CapCo in Talks to Sell Most of Earls Court to CK Asset Holdings
CK Asset Holdings Ltd. is in preliminary talks to buy most of Capital & Counties Properties Plc’s Earls Court project, a sign of investors’ faith in the long-term prospects of London’s luxury-housing market.
The Hong Kong company founded by billionaire Li Ka-Shing wants to buy about 90 percent of the West London site, CapCo said Monday, confirming a Bloomberg News story. CapCo has received several proposals for the project and will evaluate them against the benefits of spinning the division off. Capital & Counties climbed the most in almost two years in London trading.
CapCo’s Lillie Square venture isn’t part of the proposal, the company said in a statement. A spokesman for CK Asset wasn’t immediately able to comment.
The market for luxury homes in London has been pummeled by tax hikes and uncertainty surrounding Brexit, which have combined to push down land values and weighed heavily on the Capital & Counties stock. The slump in its shares and a proposal to split up its assets is attracting interest from international developers with the balance sheet to undertake huge long-term projects and withstand repeated downturns in the market.
The Earls Court holdings are valued at about 707 million pounds ($920 million) following a series of writedowns over the past three years, Capital & Counties said in July. The 77-acre (31-hectare) site is split into a series of parcels, some of which are owned jointly with other investors, and that may restrict the company to selling only parts of the project, which has permission to build 7,500 homes.
Capital & Counties jumped as much as 7.2 percent, the most since November 2016. The shares were trading at 268.2 pence as of 3:11 p.m. in London.
Capital & Counties is exploring separating its properties in the Covent Garden district from the assets in the Earls Court area to appeal to different types of investors and attract higher valuations. The firm’s market value has slumped this year to about 2.2 billion pounds, which represents a 21 percent discount to the company’s net asset value. Rival Shaftesbury Plc, which owns a nearby estate comparable to the Covent Garden holdings, trades at a 7 percent discount to the value of its assets.

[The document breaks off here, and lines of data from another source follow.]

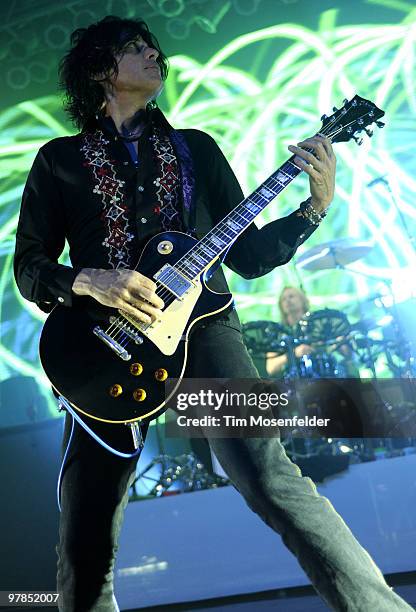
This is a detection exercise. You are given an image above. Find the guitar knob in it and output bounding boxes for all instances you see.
[155,368,168,382]
[130,363,143,376]
[109,384,123,397]
[133,389,147,402]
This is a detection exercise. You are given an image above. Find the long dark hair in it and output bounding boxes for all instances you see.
[59,15,169,130]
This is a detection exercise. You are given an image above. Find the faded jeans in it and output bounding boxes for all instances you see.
[57,323,413,612]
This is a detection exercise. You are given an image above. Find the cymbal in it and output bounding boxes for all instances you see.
[296,238,373,270]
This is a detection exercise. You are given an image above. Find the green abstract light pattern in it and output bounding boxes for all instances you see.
[0,7,416,408]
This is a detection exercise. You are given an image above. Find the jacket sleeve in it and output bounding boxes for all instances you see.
[207,135,317,279]
[14,147,80,312]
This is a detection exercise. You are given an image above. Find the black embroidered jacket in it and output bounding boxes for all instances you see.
[14,120,315,328]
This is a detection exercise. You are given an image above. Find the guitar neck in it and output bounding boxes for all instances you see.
[175,155,302,279]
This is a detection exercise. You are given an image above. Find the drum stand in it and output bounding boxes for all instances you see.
[129,419,230,501]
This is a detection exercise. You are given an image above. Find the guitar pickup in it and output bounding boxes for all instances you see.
[153,264,194,300]
[93,325,132,361]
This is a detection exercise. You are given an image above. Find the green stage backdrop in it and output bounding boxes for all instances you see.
[0,0,416,410]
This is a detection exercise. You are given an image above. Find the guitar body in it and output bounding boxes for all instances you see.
[40,232,232,424]
[40,96,384,437]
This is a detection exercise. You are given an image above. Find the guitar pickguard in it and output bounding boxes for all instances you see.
[123,281,202,355]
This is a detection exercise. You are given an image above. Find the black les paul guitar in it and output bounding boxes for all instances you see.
[40,96,384,438]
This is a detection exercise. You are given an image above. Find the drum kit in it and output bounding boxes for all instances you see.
[243,238,416,380]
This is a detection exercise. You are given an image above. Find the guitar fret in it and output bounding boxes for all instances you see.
[209,236,224,248]
[178,158,301,275]
[200,243,215,257]
[226,219,241,232]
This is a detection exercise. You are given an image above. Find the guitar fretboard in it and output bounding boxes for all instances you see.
[175,155,301,279]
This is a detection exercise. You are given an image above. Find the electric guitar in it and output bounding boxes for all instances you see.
[40,96,384,436]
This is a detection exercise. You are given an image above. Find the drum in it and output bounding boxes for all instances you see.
[242,321,290,378]
[297,308,351,378]
[298,308,351,346]
[298,353,346,378]
[242,321,290,356]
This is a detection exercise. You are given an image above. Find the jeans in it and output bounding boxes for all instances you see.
[57,323,412,612]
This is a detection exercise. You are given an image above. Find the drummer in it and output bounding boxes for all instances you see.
[266,287,313,376]
[266,287,359,378]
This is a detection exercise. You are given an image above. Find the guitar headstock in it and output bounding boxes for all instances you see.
[319,96,384,144]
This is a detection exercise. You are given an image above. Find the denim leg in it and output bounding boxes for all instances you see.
[188,324,412,612]
[57,414,145,612]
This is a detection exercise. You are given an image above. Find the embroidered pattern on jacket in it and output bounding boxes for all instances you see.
[150,129,182,231]
[81,130,134,268]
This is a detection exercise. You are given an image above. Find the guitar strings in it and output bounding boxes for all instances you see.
[107,113,369,348]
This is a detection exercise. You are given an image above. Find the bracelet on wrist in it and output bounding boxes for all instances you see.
[299,196,326,225]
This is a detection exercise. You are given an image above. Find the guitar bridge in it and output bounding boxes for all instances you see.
[93,325,132,361]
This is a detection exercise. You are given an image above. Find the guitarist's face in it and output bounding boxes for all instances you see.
[103,36,163,102]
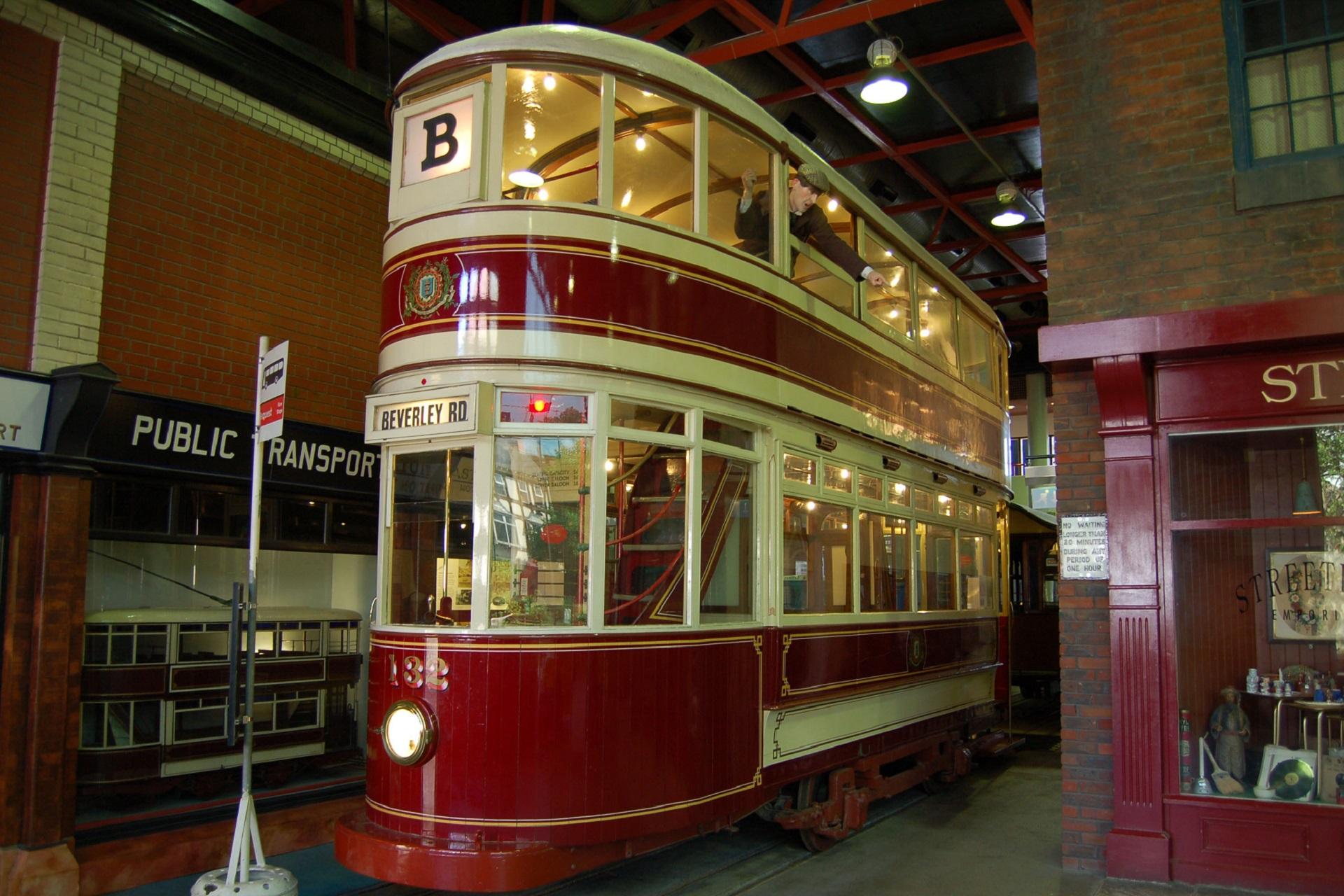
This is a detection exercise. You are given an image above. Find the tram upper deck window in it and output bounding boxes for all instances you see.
[916,270,957,371]
[489,435,593,627]
[384,449,475,624]
[957,313,996,395]
[500,392,589,423]
[613,82,695,230]
[863,237,914,339]
[700,451,755,623]
[605,440,687,626]
[503,69,602,203]
[612,398,685,435]
[701,416,755,450]
[708,115,774,260]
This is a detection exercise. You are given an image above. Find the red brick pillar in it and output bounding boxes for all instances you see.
[0,472,90,896]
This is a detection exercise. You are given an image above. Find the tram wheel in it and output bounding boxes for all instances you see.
[794,772,836,853]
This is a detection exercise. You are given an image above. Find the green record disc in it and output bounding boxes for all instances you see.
[1268,759,1316,799]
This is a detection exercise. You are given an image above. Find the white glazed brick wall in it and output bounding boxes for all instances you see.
[0,0,388,373]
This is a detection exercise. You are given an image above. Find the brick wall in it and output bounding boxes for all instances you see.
[99,74,387,430]
[1033,0,1344,872]
[0,22,57,370]
[1035,0,1344,323]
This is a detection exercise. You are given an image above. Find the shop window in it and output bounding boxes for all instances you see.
[781,497,853,612]
[489,435,593,626]
[859,512,910,612]
[916,270,957,371]
[700,453,755,623]
[605,440,687,626]
[863,235,914,339]
[1224,0,1344,164]
[1168,426,1344,792]
[708,115,774,262]
[89,479,172,535]
[503,69,602,203]
[613,82,695,230]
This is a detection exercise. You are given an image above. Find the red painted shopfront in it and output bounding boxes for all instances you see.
[1040,295,1344,895]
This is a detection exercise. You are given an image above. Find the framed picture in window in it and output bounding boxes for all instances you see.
[1265,550,1344,640]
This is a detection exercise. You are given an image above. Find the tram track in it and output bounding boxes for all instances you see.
[351,790,927,896]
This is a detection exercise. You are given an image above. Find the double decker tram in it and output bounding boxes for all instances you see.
[336,25,1008,890]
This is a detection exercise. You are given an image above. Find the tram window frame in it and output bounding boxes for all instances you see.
[79,700,164,752]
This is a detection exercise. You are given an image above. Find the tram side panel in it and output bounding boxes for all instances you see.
[368,633,764,846]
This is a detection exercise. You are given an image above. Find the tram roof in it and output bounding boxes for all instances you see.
[395,24,1008,344]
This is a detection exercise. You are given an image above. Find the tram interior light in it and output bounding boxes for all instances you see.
[508,168,546,190]
[859,38,910,105]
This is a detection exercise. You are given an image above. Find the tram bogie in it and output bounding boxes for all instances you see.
[336,27,1008,890]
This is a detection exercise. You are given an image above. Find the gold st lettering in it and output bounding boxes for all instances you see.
[1261,364,1297,405]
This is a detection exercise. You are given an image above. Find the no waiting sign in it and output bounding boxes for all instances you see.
[257,339,289,442]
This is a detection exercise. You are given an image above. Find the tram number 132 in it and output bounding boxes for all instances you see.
[387,653,447,690]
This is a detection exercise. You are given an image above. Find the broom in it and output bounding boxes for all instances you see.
[1199,738,1246,797]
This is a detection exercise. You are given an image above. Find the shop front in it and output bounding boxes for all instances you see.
[1040,295,1344,893]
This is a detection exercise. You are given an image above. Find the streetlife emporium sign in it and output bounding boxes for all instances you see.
[1235,548,1344,640]
[1059,513,1110,579]
[89,390,379,496]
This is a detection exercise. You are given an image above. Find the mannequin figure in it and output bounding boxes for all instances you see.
[1208,687,1252,780]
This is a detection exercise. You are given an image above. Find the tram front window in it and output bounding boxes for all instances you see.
[386,449,473,624]
[491,435,593,627]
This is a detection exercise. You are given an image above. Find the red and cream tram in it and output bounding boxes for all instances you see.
[336,25,1008,890]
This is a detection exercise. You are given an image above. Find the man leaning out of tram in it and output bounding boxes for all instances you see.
[734,162,887,286]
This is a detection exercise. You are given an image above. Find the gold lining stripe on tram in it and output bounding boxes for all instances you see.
[364,766,761,827]
[379,241,1000,414]
[370,633,757,652]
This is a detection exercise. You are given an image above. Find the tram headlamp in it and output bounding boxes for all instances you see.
[383,700,437,766]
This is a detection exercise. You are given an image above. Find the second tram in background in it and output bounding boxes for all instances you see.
[336,25,1008,890]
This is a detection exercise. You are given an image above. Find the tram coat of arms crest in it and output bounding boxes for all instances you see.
[402,258,461,318]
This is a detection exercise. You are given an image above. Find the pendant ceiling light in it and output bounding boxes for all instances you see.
[989,180,1027,227]
[859,38,910,105]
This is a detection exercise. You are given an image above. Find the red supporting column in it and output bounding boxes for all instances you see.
[1093,355,1170,880]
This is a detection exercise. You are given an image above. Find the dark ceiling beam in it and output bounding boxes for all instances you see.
[391,0,484,43]
[690,0,1044,282]
[641,0,715,43]
[887,176,1040,215]
[976,284,1044,302]
[757,31,1027,106]
[234,0,289,16]
[831,115,1040,168]
[927,224,1046,252]
[687,0,938,66]
[1004,0,1036,50]
[602,0,700,34]
[961,262,1046,284]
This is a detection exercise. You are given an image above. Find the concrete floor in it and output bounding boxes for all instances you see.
[118,696,1301,896]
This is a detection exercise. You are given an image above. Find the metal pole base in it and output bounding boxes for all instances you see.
[191,865,298,896]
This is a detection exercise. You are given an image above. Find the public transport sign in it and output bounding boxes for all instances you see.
[257,339,289,442]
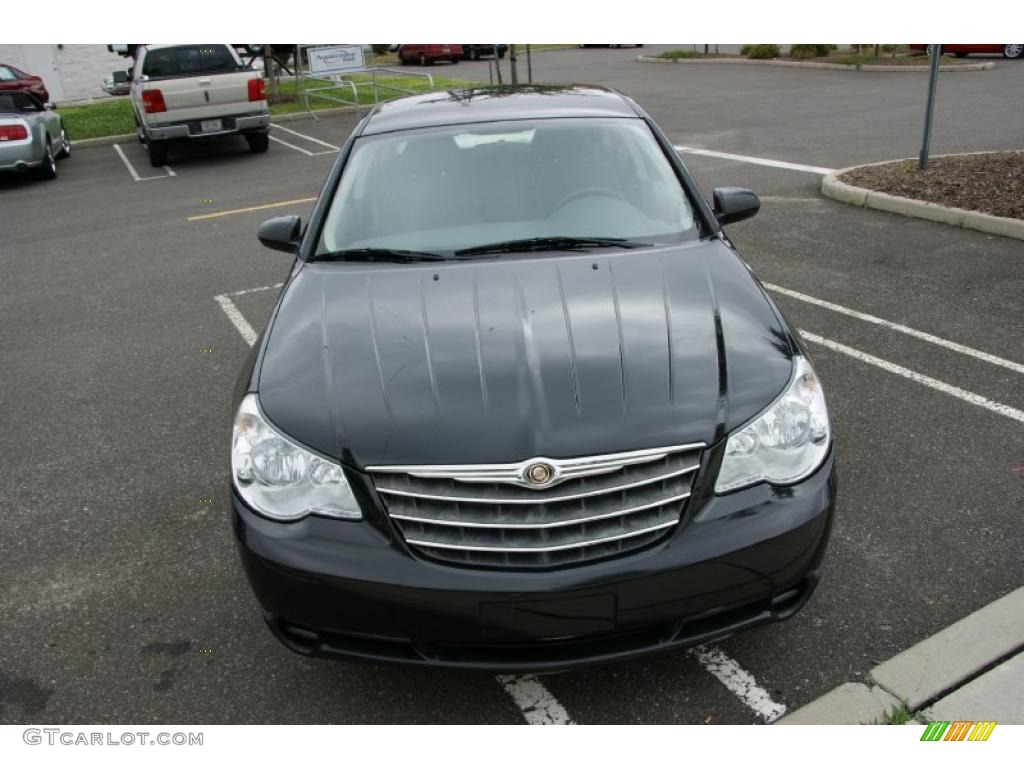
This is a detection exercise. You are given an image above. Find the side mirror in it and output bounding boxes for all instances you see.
[714,186,761,225]
[256,216,302,254]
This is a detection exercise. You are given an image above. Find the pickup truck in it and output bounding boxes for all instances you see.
[131,43,270,167]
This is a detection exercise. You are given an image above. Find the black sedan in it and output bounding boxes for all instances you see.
[231,87,836,671]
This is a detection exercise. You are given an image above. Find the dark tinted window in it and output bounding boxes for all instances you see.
[142,45,245,78]
[0,91,43,112]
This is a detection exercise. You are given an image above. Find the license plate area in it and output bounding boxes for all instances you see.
[480,594,616,642]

The company has spent more than a decade preparing the Earls Court land for development and large parts of the site are now ready for work to start. Construction is already underway on about 800 homes at Lillie Square, part of the site owned in a venture with Hong Kong’s Kwok family. Capital & Counties said it generated 245 million pounds from the sale of the first phase of the project and 80 percent of the second phase has now been sold.